Temporal Slowness in Central Vision Drives Semantic Object Learning
Timothy Schauml\"offel, Arthur Aubret, Gemma Roig, Jochen Triesch

TL;DR
This paper demonstrates that leveraging temporal slowness in central vision enhances the learning of semantic object representations from naturalistic egocentric visual streams, providing insights into human visual learning mechanisms.
Contribution
It introduces a novel approach combining central vision focus and temporal slowness in self-supervised learning to improve semantic object encoding from human-like visual experience.
Findings
Temporal slowness improves object semantic encoding.

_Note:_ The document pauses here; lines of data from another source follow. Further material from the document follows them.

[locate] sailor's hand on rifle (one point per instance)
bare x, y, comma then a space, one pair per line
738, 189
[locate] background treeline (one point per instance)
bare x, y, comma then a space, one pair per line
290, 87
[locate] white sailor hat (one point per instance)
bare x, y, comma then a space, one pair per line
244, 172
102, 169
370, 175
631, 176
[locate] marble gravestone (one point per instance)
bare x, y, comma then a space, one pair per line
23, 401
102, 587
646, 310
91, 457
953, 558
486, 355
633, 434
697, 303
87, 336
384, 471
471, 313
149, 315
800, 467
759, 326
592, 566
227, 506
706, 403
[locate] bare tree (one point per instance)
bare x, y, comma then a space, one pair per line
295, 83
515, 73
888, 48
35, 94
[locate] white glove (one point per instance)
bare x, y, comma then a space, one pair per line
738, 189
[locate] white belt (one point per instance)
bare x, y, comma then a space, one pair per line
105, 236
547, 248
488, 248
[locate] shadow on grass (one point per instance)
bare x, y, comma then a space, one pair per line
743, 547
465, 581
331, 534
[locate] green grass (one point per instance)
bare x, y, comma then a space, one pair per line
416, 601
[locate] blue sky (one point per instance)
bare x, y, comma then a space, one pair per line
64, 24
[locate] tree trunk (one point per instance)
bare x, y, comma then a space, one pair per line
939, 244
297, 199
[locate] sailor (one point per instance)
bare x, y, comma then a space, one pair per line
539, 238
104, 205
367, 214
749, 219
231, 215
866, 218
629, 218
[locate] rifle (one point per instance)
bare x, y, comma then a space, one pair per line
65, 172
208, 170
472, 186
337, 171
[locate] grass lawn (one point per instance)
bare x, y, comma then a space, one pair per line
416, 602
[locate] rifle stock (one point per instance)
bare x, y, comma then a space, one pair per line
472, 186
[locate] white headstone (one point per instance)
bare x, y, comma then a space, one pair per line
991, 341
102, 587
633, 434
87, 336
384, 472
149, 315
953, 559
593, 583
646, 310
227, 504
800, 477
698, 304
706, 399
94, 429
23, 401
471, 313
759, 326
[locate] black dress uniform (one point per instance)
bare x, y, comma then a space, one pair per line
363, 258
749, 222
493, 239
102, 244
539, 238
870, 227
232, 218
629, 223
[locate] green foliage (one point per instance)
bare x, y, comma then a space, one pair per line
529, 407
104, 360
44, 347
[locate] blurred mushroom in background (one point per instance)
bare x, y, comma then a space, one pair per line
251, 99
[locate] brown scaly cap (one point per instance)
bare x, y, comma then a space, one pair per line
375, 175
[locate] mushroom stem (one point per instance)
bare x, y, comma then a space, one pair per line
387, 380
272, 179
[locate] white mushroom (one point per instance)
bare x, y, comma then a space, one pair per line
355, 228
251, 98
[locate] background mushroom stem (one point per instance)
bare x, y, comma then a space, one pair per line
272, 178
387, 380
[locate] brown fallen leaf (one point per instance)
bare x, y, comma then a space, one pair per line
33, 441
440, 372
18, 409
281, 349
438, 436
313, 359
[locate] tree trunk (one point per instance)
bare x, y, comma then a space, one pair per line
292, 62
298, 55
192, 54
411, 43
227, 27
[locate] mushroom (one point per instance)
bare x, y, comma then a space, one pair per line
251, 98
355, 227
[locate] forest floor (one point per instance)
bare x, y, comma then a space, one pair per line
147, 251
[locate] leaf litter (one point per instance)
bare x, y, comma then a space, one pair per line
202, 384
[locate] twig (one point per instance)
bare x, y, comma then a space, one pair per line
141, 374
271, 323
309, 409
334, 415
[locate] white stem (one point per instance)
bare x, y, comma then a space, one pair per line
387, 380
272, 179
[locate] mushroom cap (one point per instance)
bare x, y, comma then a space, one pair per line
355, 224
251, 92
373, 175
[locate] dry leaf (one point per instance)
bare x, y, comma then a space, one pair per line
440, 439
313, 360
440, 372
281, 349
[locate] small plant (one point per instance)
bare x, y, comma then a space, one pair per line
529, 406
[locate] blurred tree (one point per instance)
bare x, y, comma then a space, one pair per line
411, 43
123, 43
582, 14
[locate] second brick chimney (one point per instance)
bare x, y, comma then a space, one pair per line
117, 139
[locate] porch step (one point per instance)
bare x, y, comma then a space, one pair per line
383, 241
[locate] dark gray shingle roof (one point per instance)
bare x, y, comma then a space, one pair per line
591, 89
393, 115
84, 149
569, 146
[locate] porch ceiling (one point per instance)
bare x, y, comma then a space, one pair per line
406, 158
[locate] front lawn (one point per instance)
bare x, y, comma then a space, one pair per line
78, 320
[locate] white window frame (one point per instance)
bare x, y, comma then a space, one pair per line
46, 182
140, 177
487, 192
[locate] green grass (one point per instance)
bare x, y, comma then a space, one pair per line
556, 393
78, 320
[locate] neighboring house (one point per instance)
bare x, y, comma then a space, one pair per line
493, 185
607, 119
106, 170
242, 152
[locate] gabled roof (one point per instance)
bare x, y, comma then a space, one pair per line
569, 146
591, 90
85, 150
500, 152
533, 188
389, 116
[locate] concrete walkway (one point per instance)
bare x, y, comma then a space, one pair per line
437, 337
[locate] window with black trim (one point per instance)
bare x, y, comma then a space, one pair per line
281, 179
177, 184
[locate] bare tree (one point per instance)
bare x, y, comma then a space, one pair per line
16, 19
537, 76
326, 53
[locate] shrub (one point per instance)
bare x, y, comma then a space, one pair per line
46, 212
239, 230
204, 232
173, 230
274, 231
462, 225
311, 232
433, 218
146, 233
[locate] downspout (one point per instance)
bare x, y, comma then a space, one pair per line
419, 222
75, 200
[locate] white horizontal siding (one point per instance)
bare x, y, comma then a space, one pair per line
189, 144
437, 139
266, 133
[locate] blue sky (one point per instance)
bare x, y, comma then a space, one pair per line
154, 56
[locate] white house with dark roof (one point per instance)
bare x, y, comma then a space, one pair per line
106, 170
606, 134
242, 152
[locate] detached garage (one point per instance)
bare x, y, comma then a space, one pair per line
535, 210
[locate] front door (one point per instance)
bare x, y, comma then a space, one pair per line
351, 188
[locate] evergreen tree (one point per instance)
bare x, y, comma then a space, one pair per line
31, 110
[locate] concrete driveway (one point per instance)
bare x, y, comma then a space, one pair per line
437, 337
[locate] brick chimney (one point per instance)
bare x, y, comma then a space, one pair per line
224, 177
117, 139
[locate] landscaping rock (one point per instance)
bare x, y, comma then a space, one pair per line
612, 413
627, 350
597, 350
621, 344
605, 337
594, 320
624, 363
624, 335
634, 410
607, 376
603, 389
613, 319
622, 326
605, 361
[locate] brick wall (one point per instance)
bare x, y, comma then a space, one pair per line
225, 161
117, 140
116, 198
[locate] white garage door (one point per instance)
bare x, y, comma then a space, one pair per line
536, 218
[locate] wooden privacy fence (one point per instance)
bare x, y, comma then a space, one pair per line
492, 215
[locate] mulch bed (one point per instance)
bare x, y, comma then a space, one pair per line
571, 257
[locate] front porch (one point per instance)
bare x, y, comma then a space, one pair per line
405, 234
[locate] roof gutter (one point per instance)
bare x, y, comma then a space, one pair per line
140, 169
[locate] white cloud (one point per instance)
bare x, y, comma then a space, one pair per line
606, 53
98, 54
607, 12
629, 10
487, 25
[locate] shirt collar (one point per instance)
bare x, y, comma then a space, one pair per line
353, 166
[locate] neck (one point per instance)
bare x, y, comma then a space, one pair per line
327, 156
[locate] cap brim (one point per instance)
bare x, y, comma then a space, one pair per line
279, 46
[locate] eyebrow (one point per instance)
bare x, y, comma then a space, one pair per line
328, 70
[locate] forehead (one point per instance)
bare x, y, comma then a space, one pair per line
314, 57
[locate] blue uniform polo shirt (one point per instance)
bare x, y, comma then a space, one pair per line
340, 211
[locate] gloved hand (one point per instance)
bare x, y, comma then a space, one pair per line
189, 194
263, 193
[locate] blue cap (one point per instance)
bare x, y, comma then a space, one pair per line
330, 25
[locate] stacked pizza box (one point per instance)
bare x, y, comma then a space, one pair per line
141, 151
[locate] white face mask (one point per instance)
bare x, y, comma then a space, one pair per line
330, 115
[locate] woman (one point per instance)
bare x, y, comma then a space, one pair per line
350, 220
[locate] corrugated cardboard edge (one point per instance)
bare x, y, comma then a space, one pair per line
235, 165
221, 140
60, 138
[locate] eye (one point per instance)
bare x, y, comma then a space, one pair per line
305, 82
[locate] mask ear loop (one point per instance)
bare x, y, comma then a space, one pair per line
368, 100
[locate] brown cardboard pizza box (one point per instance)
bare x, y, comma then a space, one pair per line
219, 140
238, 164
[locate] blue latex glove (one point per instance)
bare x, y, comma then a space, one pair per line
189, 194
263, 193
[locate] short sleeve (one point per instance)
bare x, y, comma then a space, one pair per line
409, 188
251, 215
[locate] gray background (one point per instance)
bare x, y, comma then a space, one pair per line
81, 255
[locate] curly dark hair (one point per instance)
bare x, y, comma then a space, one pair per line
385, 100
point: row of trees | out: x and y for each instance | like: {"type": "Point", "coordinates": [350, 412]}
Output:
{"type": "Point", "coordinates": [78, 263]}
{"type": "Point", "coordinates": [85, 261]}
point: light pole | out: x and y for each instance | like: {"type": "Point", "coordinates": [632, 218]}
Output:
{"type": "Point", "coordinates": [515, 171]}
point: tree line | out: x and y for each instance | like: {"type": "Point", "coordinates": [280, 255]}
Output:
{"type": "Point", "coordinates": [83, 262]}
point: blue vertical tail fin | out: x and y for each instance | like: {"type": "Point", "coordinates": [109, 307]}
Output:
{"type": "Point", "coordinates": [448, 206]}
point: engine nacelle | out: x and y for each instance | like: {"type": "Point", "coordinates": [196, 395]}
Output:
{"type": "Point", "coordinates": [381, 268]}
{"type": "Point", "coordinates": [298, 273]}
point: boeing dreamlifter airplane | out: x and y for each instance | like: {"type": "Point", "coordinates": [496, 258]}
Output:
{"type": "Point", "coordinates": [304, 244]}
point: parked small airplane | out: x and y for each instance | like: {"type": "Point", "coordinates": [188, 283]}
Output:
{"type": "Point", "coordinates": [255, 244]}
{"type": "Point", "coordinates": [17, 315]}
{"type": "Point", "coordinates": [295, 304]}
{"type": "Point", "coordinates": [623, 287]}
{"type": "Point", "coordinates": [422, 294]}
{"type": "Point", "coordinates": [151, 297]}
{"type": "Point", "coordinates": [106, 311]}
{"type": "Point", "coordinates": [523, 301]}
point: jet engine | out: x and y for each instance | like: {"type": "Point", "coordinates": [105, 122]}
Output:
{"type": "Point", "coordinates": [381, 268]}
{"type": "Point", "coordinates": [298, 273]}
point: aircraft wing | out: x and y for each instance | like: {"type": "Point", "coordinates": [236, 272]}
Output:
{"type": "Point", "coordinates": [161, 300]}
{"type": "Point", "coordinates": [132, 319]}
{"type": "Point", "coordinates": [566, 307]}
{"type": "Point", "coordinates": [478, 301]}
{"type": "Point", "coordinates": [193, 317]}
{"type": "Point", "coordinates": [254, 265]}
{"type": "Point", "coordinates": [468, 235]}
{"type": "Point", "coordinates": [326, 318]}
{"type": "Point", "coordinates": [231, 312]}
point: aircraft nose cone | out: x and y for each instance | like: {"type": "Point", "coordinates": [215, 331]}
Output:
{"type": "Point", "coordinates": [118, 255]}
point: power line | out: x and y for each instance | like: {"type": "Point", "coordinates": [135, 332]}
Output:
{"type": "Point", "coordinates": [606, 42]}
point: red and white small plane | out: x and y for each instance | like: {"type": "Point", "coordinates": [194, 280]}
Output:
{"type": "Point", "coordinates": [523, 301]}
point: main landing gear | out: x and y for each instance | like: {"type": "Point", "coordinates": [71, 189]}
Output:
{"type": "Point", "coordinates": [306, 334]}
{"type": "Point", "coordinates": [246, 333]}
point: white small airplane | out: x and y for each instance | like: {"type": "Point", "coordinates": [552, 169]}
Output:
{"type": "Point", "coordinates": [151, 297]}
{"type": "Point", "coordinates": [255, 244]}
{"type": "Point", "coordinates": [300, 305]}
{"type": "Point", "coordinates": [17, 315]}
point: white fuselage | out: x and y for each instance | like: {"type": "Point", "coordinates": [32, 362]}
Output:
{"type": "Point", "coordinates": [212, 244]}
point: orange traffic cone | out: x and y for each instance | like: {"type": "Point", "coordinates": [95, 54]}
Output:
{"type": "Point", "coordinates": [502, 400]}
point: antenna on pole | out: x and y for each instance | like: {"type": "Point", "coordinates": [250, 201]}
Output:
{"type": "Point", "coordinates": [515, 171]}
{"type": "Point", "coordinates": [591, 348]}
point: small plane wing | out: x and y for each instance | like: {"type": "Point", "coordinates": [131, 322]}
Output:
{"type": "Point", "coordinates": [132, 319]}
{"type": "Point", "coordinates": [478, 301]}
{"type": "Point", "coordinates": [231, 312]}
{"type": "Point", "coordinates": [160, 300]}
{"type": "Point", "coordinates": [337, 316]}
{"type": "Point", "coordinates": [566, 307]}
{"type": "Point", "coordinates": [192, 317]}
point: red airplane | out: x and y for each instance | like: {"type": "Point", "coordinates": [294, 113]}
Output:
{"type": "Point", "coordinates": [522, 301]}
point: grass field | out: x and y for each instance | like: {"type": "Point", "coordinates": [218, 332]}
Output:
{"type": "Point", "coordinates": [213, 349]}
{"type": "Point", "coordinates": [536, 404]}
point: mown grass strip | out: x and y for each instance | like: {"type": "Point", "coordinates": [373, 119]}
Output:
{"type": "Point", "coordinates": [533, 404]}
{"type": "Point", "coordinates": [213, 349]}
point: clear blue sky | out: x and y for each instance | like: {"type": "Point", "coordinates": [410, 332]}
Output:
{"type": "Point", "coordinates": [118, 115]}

Focusing on central vision enhances foreground feature extraction.
Eye movements combined with slowness encode broader semantic information.
Abstract
Humans acquire semantic object representations from egocentric visual streams with minimal supervision, but the underlying mechanisms remain unclear. Importantly, the visual system only processes the center of its field of view with high resolution and it learns similar representations for visual inputs occurring close in time. This emphasizes slowly changing information around gaze locations. This study investigates the role of central vision and slowness learning in the formation of semantic object representations from human-like visual experience. We simulate five months of human-like visual experience using the Ego4D dataset and a state-of-the-art gaze prediction model. We extract image crops around predicted gaze locations to train a time-contrastive Self-Supervised Learning model. Our results show that exploiting temporal slowness when learning from central visual field experience…
Peer Reviews
Decision·ICLR 2026 Poster
1. The paper is well-written and easy to follow. 2. The set of experiments and analyses done to present evidence of the claims is quite meticulous and impressive. I want to particularly appreciate the analysis on CKA similarity between learned representations and Glove-based object co-occurrence embeddings. 3. The performance metrics for some of the tasks like fine-grained and instance-level recognition are quite impressive.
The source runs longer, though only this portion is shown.